Saya mengendarai mobil pelanpelan dan semua berjalan baik, sampai saya di sebuah tempat, di terowongan Casablanca. Entah karena sedang berpikir atau melamun, saya mendengar bunyi yang cukup keras. Keadaan terowongan agak gelap, atau mungkin memang penglihatan saya agak kurang awas. Di depan mobil saya, ada seorang bapak yang menatap saya, sinis. Dia berhenti dengan motor yang kelihatannya hampir jatuh menyentuh aspal. Lalu saya juga berhenti, menunggu dia kembali mengembalikan posisi motornya, lalu mengecek bagian belakang kendaraannya. Kejadian itu tidak lama. Mungkin hanya sekitar sepuluh menit.
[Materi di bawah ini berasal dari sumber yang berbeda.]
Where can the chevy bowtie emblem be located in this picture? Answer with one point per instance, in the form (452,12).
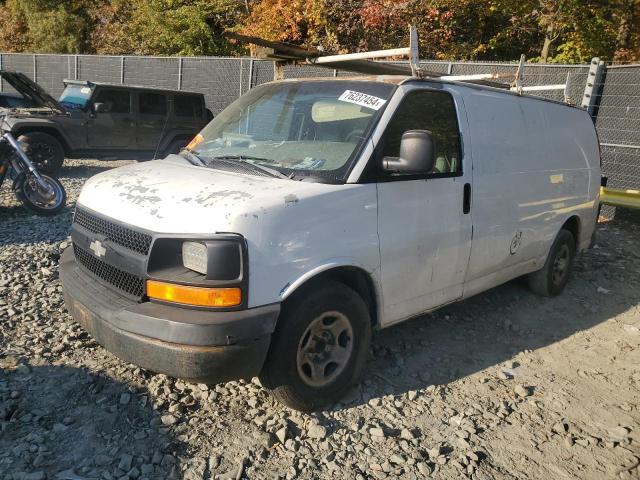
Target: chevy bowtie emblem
(97,248)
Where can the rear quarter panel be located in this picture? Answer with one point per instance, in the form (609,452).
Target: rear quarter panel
(536,164)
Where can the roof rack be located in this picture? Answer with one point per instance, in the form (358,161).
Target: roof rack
(286,54)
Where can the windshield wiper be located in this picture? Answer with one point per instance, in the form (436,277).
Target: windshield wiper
(192,158)
(247,160)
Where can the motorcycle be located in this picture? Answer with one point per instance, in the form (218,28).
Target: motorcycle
(40,193)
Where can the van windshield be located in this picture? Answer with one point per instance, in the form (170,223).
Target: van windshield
(310,128)
(75,97)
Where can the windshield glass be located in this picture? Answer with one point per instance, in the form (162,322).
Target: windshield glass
(75,96)
(309,127)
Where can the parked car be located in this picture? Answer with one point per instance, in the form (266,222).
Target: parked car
(13,100)
(102,120)
(310,212)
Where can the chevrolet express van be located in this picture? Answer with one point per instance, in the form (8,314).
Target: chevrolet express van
(311,212)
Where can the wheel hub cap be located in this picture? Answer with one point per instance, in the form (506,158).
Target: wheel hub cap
(324,349)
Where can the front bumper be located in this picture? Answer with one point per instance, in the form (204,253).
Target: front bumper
(196,345)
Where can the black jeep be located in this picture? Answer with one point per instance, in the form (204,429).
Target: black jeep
(101,120)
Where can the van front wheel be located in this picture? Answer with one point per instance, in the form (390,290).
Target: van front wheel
(319,348)
(552,278)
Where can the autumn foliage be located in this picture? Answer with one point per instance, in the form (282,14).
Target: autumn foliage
(544,30)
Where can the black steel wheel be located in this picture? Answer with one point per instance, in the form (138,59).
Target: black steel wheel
(319,348)
(44,150)
(551,279)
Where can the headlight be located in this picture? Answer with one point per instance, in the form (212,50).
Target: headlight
(194,256)
(215,259)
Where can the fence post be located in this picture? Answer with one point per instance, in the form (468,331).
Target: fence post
(594,79)
(250,74)
(240,82)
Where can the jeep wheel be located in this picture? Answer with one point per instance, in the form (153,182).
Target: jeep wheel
(552,278)
(319,348)
(44,150)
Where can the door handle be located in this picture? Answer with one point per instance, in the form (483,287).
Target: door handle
(466,199)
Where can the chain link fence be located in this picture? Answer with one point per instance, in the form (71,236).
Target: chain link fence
(222,80)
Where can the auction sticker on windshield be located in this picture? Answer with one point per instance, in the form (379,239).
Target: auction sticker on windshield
(362,99)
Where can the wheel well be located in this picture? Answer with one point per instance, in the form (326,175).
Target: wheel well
(51,131)
(573,226)
(357,279)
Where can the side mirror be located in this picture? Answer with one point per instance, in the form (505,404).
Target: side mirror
(417,151)
(99,107)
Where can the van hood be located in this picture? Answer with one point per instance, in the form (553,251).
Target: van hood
(30,90)
(174,196)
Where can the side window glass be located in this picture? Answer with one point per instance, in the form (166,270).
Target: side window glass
(433,111)
(119,101)
(151,103)
(187,106)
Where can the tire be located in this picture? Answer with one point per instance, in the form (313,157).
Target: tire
(44,150)
(294,350)
(552,278)
(26,189)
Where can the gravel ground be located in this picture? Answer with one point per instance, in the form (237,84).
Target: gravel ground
(504,385)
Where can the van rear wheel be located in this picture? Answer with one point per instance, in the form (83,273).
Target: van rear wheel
(552,278)
(319,348)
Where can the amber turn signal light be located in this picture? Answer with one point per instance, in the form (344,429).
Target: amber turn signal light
(199,296)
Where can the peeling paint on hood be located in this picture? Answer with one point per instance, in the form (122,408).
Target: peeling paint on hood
(174,196)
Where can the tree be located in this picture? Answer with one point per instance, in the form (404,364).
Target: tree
(60,26)
(165,27)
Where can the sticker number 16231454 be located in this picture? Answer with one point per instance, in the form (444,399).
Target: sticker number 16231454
(362,99)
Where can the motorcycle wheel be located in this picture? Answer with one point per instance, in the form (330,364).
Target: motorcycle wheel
(32,196)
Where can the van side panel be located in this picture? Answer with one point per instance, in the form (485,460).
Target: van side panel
(535,164)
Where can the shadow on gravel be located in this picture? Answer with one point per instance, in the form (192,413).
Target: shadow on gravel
(491,328)
(20,226)
(57,419)
(80,171)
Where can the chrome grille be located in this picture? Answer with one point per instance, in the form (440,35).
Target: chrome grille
(124,281)
(126,237)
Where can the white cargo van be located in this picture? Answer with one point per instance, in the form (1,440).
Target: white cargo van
(310,212)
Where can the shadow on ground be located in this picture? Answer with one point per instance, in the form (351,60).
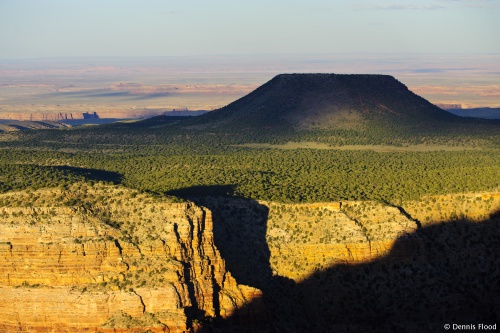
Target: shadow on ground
(446,273)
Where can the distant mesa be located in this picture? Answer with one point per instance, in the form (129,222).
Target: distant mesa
(87,115)
(326,102)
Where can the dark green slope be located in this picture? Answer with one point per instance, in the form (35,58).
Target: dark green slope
(327,101)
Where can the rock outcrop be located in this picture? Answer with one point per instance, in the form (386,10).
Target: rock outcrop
(108,259)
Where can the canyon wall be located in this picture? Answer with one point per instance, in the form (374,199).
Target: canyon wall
(104,258)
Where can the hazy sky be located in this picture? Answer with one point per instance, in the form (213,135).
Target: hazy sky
(61,28)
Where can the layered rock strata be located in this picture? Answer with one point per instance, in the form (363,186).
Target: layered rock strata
(105,258)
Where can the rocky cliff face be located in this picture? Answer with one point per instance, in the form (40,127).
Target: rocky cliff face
(104,258)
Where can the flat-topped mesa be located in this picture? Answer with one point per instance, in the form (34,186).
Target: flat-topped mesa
(327,101)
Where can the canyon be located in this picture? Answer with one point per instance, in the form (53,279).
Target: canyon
(105,258)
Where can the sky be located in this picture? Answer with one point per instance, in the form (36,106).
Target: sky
(85,28)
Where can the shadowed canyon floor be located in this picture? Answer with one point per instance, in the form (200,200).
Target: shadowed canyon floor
(105,258)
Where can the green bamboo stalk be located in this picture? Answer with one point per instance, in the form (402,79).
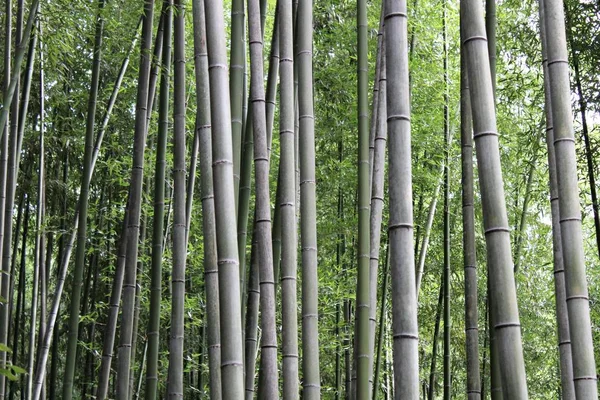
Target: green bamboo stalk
(71,356)
(268,374)
(377,194)
(469,254)
(362,329)
(562,316)
(9,91)
(404,305)
(308,211)
(286,202)
(176,340)
(133,224)
(236,88)
(584,364)
(151,386)
(503,296)
(203,131)
(224,201)
(447,276)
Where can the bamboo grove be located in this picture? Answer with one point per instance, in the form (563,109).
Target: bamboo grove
(295,199)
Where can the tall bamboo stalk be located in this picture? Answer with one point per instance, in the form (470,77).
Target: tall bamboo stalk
(224,201)
(133,224)
(377,195)
(203,131)
(308,203)
(584,365)
(268,374)
(469,254)
(151,387)
(287,201)
(237,93)
(362,329)
(402,263)
(562,316)
(589,153)
(447,276)
(71,357)
(175,387)
(495,220)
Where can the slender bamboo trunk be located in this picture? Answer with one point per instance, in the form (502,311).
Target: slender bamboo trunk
(236,88)
(382,323)
(4,160)
(427,233)
(377,195)
(525,209)
(133,224)
(474,386)
(402,262)
(268,374)
(562,316)
(447,267)
(175,387)
(71,357)
(308,212)
(502,286)
(20,300)
(224,201)
(287,202)
(436,335)
(589,154)
(251,332)
(203,128)
(584,365)
(363,298)
(151,387)
(10,91)
(38,253)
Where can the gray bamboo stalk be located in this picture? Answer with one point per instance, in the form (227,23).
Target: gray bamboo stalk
(10,183)
(151,386)
(251,332)
(562,316)
(436,336)
(377,195)
(308,204)
(4,147)
(469,254)
(236,87)
(589,153)
(286,202)
(133,225)
(9,91)
(402,263)
(382,323)
(203,131)
(268,373)
(495,220)
(175,386)
(71,356)
(376,98)
(38,264)
(113,315)
(362,341)
(584,365)
(525,208)
(427,234)
(447,275)
(232,368)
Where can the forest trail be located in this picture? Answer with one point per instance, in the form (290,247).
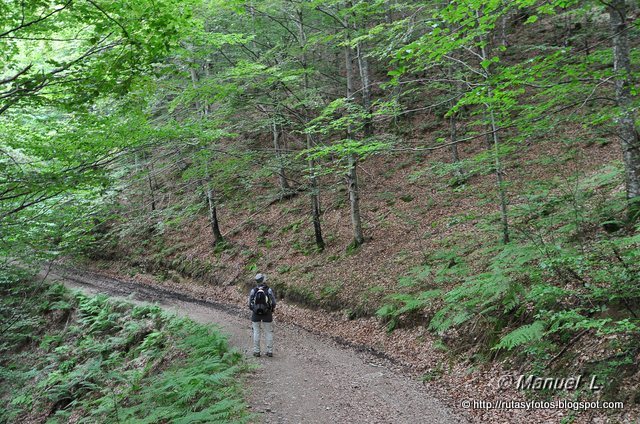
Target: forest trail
(310,379)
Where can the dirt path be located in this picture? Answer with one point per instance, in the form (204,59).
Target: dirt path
(310,379)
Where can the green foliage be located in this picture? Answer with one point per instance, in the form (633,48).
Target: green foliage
(524,335)
(112,362)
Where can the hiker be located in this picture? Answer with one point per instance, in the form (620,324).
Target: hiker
(262,302)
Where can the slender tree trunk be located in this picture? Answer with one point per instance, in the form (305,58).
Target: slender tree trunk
(455,157)
(492,139)
(213,215)
(352,175)
(152,190)
(314,192)
(504,218)
(627,130)
(277,135)
(365,78)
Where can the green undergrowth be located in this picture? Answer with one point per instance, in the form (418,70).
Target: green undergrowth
(564,294)
(69,357)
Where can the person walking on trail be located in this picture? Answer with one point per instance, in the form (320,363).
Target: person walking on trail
(262,302)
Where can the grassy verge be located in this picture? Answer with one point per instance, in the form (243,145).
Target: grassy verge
(66,357)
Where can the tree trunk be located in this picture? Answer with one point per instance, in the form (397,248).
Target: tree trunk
(492,138)
(314,192)
(499,182)
(152,189)
(213,216)
(363,67)
(455,157)
(352,175)
(627,130)
(277,134)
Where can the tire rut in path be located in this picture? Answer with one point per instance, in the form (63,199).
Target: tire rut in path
(310,379)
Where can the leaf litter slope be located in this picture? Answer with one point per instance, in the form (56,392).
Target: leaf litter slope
(309,380)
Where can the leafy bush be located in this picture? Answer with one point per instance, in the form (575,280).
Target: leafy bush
(111,362)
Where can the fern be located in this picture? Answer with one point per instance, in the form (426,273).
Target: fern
(523,335)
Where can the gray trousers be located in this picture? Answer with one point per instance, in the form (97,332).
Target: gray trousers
(268,336)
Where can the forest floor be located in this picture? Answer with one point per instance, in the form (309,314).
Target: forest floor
(328,369)
(310,379)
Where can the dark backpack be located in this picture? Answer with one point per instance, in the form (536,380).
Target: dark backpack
(261,301)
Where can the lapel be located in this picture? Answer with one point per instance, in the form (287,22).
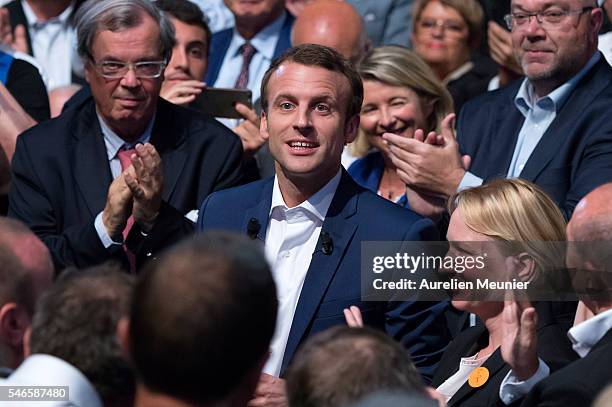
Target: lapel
(509,123)
(91,167)
(219,44)
(260,211)
(168,140)
(561,130)
(341,226)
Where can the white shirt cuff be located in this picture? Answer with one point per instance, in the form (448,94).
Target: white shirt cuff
(511,389)
(103,234)
(469,180)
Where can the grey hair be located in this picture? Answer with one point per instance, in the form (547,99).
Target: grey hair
(117,15)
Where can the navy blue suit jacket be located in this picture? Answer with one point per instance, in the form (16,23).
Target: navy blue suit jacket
(220,41)
(333,281)
(574,155)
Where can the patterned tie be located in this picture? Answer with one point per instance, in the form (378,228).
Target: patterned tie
(125,160)
(247,51)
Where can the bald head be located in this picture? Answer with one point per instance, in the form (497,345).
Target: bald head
(333,23)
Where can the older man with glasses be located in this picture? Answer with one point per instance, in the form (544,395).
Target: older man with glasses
(553,128)
(91,183)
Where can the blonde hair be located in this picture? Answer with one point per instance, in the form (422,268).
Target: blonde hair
(398,66)
(518,212)
(470,10)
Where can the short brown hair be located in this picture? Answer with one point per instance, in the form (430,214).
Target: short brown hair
(341,365)
(323,57)
(470,10)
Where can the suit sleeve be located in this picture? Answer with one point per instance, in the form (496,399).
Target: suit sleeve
(420,325)
(77,245)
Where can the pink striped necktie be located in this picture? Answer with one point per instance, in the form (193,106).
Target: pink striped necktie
(247,51)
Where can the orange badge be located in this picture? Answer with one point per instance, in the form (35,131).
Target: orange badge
(478,377)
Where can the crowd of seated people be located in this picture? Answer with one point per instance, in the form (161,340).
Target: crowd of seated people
(154,255)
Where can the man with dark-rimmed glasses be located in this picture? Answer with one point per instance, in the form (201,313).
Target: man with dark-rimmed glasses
(91,183)
(552,128)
Kemudian dia kembali menatap saya. Masih dengan tatapan sinis. Kaki saya gemetar, lalu saya lanjutkan perjalanan, pelanpelan.
Saya agak membenci firasat, baik manis atau pahit. Selalu saja saya acuhkan dia, purapura tidak tahu. Saya biarkan dia, dan menganggap bahwa yang seharusnya terjadi, terjadilah. Maka semuanya akan terasa lebih indah. Seperti yang banyak orang katakan bahwa semuanya akan indah pada waktunya. Klise, tapi saya sangat percaya dengan kalimat itu.
*teringat akan firasat-firasat yang terjadi selama tahun dua ribu sebelas.